BTW the decision that AIDS was a viral disease rather than a cancer allowed Fauci's NIAID (infectious disease agency) to wrest control of grant money from the National Cancer Institute; Gallo ended up partnering with Fauci. Imagine that.
Being older than dirt, I was alive in the 80s and remember it being in the news a lot but didn't pay a whole lot of attention. So this particular part of the RFK book was a great interest to me. Pretty revelatory about the bureaucratic infighting and nastiness and, of course, struggle for control of bajillions of dollars. I was already skeptical of the CDC thanks to my experience with Lyme disease, but the bureaucratic history laid out here, even if you ignore assumption of motives by RFK, explains a lot of our current situation.
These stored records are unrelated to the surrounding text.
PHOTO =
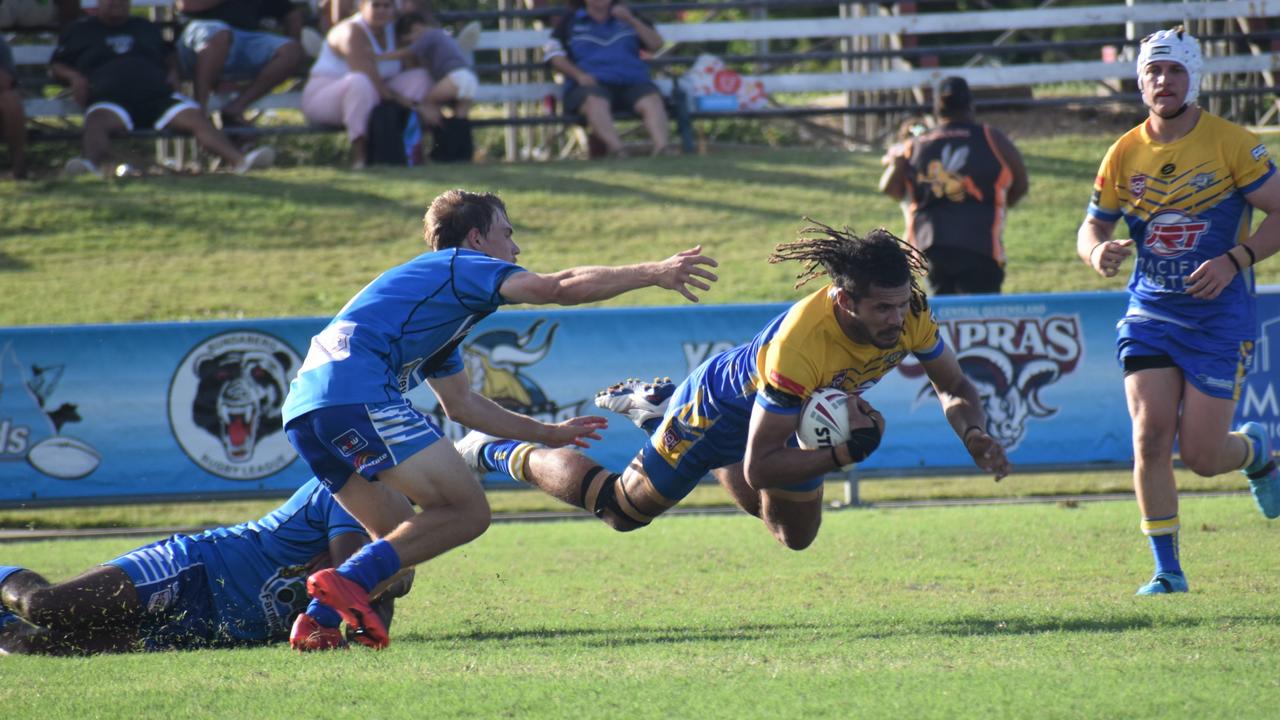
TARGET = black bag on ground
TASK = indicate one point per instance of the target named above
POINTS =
(387, 135)
(452, 142)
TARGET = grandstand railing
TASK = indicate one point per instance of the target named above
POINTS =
(876, 76)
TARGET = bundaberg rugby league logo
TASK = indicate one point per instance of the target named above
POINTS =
(224, 404)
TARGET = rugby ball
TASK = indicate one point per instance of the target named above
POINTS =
(63, 458)
(824, 419)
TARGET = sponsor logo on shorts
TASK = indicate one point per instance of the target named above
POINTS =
(368, 460)
(350, 442)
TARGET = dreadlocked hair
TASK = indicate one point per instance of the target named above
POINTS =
(853, 263)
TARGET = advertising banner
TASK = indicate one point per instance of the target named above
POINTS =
(192, 410)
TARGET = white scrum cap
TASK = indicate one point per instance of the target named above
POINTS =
(1175, 45)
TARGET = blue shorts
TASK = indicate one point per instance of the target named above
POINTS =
(696, 436)
(1212, 365)
(173, 589)
(360, 438)
(250, 50)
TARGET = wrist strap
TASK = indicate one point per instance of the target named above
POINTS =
(1095, 249)
(1253, 259)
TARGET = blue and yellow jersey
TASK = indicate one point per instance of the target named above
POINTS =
(1184, 204)
(804, 349)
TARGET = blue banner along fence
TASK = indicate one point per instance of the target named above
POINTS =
(94, 414)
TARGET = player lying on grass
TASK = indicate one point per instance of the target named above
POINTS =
(736, 414)
(225, 587)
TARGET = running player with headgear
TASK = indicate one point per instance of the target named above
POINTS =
(1185, 183)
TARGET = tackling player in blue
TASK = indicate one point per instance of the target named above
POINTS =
(736, 414)
(348, 418)
(225, 587)
(1185, 182)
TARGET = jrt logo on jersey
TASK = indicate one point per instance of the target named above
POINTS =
(1137, 186)
(224, 404)
(1010, 360)
(1173, 232)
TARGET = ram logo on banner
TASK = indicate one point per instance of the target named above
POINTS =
(1010, 360)
(32, 433)
(497, 364)
(224, 404)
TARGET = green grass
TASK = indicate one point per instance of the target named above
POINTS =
(512, 501)
(301, 241)
(1018, 611)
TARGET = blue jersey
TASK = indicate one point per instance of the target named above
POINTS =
(1184, 204)
(240, 584)
(402, 328)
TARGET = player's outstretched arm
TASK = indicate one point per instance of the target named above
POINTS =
(590, 283)
(474, 410)
(1095, 246)
(964, 411)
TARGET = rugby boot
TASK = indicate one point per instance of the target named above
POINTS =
(639, 400)
(351, 601)
(1264, 477)
(1164, 583)
(310, 636)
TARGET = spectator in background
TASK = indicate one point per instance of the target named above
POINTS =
(37, 13)
(1185, 183)
(960, 180)
(122, 71)
(223, 39)
(348, 80)
(597, 48)
(13, 119)
(910, 128)
(426, 45)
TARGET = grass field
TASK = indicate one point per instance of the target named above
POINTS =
(986, 611)
(1018, 611)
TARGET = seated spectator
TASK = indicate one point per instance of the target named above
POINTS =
(223, 40)
(424, 44)
(37, 13)
(227, 587)
(597, 48)
(960, 180)
(122, 71)
(348, 80)
(13, 119)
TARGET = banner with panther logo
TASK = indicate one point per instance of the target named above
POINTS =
(192, 410)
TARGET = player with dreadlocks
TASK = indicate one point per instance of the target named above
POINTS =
(736, 414)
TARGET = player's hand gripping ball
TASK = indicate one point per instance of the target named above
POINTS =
(831, 417)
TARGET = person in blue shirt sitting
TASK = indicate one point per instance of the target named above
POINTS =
(597, 48)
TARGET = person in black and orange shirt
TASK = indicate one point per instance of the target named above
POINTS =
(959, 178)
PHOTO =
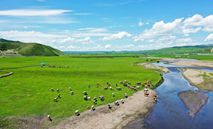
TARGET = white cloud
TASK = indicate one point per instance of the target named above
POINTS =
(119, 35)
(140, 23)
(33, 12)
(209, 37)
(180, 26)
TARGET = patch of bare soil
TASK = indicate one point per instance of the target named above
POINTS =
(39, 122)
(152, 66)
(189, 62)
(199, 78)
(193, 100)
(115, 118)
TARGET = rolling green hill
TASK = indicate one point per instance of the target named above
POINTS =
(27, 49)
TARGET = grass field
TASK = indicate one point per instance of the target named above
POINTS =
(27, 92)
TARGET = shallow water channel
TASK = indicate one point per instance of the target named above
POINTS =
(170, 112)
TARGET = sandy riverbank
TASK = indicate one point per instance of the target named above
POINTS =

For those who don't want to wade through the whole book, here's a review by someone who started out as skeptical as I about RFK's anti-VAX history, and he was equally struck by the HIV story, which he describes in depth in this review. https://www.unz.com/article/fauci-and-the-great-aids-swindle/
I still don't know what to make of the HIV connection; at the very least, it's not as cut-and-dried it as we've been led to believe. And as you alluded to in this post, a lot of the deaths ascribed to HIV could easily have been caused by the standard treatment with AZT. It's very disturbing.
I do recommend the RFK book and if you buy it, spend three bucks for the electronic version because it makes following up on footnotes so much easier. While he does use the occasional prejudicial adjective, the historical facts stand on their own and are pretty well sourced.